Cooper Bussmann Short Circuit Calculator

Calculator form

Formula used

This calculator follows a point-to-point short-circuit workflow. It can start at transformer secondary terminals or at a second transformer with known primary fault current.

• Three-phase transformer full-load current = (kVA × 1000) ÷ (V × 1.732)
• Single-phase transformer full-load current = (kVA × 1000) ÷ V
• Transformer multiplier = 100 ÷ %Z
• Terminal fault current = full-load current × transformer multiplier
• Second transformer f = (I primary × V primary × 1.732 × %Z) ÷ (100000 × kVA) for three phase
• Second transformer M = 1 ÷ (1 + f)
• Second transformer secondary fault = (V primary ÷ V secondary) × M × I primary
• Run f = (1.732 × L × I) ÷ (C × n × E) for three phase
• Run f = (2 × L × I) ÷ (C × n × E) for single-phase line faults
• Run M = 1 ÷ (1 + f)
• End-of-run fault current = starting current × M
• Estimated motor contribution = total motor FLA × selected multiplier
• Total available fault current = end-of-run fault + motor contribution

How to use this calculator

1. Choose whether you want transformer terminal mode or second transformer mode.
2. Select three-phase or single-phase operation.
3. Enter transformer kVA, voltage values, and impedance.
4. For second transformer mode, enter the known primary fault current.
5. Enter conductor length, runs per phase, and fault voltage for the downstream point.
6. Select conductor material, arrangement, conduit type, and size, or enter your own C value.
7. Add total motor full-load amps if you want an estimated motor contribution.
8. Enter equipment SCCR in kA when you want a simple pass or fail check.
9. Press the calculate button and review the result block above the form.
10. Use the CSV and PDF buttons to save the output.

Example data table

This example uses a three-phase transformer with a downstream conductor run.

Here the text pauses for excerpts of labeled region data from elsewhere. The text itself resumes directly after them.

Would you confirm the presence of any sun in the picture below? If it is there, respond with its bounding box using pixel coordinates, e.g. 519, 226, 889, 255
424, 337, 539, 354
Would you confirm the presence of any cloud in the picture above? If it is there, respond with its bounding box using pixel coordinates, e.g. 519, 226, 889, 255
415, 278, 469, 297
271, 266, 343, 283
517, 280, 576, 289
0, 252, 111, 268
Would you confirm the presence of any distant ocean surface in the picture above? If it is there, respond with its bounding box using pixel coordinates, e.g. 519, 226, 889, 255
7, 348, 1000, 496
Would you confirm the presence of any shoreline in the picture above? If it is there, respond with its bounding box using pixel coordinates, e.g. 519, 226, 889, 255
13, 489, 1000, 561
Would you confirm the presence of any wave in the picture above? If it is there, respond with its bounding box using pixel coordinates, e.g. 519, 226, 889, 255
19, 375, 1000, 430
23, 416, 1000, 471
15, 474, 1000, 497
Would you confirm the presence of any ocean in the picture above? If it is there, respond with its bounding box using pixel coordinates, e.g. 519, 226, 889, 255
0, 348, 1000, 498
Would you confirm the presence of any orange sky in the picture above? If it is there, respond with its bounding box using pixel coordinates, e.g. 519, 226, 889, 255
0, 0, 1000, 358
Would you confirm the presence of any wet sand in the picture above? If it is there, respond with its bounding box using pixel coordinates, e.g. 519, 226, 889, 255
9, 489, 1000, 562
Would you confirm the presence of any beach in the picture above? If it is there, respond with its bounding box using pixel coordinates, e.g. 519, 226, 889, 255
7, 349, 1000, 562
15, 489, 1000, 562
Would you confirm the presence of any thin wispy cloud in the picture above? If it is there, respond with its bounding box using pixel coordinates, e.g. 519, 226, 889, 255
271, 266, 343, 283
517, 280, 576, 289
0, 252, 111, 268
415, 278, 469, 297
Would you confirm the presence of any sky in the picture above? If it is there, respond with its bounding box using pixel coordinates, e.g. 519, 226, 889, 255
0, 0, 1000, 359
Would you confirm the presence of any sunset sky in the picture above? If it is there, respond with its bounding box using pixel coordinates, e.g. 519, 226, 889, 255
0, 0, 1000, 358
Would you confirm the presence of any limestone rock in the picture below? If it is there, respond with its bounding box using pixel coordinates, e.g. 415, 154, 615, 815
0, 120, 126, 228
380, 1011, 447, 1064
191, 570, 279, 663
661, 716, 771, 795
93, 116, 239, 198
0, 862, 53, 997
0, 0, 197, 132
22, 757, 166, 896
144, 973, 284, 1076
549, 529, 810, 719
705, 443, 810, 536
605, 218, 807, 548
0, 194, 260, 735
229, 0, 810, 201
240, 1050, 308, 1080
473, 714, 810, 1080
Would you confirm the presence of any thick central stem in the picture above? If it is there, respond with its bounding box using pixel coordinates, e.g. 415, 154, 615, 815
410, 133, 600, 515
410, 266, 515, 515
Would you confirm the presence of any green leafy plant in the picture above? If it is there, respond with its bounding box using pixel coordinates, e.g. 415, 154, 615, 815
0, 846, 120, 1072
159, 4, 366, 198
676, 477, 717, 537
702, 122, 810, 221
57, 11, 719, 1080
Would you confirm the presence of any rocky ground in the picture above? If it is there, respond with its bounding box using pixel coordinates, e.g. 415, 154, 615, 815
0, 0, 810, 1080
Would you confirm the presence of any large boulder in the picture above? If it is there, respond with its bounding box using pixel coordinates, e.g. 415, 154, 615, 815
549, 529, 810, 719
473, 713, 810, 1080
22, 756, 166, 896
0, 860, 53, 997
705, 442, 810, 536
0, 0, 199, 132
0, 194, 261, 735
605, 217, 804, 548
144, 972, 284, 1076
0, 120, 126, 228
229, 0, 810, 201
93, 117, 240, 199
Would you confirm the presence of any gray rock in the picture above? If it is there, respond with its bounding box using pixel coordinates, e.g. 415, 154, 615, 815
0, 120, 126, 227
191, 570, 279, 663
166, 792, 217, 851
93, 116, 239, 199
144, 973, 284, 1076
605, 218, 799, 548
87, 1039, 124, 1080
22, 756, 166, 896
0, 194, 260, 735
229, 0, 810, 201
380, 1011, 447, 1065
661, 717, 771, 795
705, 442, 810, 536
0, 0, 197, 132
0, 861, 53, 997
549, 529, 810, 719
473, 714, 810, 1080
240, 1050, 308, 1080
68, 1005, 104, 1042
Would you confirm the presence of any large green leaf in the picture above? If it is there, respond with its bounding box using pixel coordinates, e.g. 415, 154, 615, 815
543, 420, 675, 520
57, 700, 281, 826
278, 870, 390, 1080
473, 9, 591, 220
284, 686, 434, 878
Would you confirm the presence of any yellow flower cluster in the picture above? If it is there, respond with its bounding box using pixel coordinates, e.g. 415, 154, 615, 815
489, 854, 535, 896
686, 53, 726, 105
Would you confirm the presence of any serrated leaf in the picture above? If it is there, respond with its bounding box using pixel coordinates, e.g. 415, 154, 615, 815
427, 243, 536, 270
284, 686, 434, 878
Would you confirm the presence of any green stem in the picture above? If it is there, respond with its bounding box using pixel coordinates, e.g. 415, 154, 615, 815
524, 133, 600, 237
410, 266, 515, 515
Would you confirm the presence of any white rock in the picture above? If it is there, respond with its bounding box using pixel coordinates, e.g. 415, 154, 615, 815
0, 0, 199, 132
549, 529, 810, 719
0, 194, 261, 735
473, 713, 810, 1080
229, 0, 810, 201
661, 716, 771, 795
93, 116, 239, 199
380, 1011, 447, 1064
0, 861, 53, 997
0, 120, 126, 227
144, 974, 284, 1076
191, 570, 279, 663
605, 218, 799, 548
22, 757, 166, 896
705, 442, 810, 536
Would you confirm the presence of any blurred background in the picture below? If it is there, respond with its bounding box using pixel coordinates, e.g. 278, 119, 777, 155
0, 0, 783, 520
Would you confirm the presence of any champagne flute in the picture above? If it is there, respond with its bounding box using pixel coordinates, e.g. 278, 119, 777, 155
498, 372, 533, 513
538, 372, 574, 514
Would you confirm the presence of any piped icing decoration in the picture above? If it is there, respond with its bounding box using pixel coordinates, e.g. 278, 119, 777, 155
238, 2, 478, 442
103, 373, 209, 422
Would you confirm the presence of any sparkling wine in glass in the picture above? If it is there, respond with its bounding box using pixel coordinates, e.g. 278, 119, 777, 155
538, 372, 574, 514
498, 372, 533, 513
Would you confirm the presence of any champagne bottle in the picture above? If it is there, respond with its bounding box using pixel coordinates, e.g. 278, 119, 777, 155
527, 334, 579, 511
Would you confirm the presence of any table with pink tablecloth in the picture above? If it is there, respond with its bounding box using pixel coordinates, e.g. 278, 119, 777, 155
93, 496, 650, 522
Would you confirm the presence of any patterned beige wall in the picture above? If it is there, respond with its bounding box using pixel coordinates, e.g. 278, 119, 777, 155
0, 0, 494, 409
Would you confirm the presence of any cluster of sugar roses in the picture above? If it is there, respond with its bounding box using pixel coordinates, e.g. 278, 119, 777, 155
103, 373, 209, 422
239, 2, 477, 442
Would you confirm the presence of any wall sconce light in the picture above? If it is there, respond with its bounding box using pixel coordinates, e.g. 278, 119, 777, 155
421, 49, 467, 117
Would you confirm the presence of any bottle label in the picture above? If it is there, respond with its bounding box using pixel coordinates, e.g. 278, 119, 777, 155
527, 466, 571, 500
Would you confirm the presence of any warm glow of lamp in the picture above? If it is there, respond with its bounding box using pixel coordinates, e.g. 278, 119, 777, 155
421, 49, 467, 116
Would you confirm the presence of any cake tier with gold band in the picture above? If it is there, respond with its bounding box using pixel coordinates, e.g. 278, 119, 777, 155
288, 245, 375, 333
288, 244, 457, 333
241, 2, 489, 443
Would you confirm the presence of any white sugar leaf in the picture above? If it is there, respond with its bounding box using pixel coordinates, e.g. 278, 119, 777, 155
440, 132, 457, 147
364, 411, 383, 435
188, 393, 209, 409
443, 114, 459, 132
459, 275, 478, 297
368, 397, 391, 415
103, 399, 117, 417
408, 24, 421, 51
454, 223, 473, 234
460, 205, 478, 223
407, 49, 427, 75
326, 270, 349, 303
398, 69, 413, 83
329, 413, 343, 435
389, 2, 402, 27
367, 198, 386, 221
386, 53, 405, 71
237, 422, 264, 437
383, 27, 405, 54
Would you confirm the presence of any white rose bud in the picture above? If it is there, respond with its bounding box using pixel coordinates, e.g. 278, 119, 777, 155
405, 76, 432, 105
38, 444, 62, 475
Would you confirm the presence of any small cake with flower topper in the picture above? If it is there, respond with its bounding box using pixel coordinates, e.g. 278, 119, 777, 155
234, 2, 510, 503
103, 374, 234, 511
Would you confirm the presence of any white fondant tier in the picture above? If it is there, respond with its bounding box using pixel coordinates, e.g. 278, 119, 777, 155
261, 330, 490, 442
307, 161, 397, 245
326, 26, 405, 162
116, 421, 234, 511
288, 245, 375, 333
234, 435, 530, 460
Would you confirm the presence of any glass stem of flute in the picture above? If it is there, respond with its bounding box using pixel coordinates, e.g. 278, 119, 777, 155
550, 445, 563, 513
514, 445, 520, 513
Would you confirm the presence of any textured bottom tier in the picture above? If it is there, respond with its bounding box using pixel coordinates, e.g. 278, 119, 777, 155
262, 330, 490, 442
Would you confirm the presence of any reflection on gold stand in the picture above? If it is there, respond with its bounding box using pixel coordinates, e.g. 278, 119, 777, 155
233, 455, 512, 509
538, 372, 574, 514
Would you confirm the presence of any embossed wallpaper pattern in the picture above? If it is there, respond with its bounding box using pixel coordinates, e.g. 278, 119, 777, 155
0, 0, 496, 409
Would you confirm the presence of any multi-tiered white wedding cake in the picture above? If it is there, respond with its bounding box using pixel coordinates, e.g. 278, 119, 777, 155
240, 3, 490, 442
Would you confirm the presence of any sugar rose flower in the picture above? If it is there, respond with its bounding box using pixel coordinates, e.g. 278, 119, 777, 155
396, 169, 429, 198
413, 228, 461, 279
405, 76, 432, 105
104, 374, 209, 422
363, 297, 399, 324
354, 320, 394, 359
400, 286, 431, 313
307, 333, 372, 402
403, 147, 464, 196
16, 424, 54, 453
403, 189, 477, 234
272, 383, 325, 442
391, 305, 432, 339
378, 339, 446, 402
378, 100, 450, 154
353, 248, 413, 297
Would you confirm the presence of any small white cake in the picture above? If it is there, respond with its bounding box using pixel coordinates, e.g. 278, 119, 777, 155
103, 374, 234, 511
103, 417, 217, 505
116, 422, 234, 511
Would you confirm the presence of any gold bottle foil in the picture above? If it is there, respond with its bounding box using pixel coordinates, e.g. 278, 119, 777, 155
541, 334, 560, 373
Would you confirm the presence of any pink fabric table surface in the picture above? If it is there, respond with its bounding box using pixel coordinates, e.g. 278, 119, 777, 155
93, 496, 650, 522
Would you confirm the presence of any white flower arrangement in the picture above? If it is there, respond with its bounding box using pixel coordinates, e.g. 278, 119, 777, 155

Frequently asked questions

1. What does this calculator estimate?

It estimates available short-circuit current at transformer terminals or at a downstream point after conductor impedance and optional motor contribution are considered.

2. What does the C value represent?

The C value is the reciprocal impedance constant used in the point-to-point conductor run formula. Different materials, conductor groupings, and conduit types change this value.

3. When should I use second transformer mode?

Use it when upstream available fault current at the transformer primary is already known and you need the estimated available fault current at the downstream transformer secondary.

4. Why is motor contribution optional?

Motors can feed fault current briefly during a short circuit. This calculator allows a practical estimate by multiplying total motor full-load current by a selected factor.

5. What is the SCCR check doing?

It compares the calculated available fault current against the equipment short-circuit current rating. A pass means the entered SCCR is not below the calculated available current.

6. Should I enter a custom C value?

Enter a custom value when your conductor setup is not covered by the built-in options, or when your design standard requires a different tabulated value.

7. Is this enough for final protection design?

No. It is a planning and checking tool. Final device selection, selective coordination, and field verification should follow project requirements and current manufacturer data.

8. Why might field values differ from this result?

Real systems vary by utility strength, exact transformer impedance, conductor characteristics, operating voltage, motor presence, and the actual location of the fault point.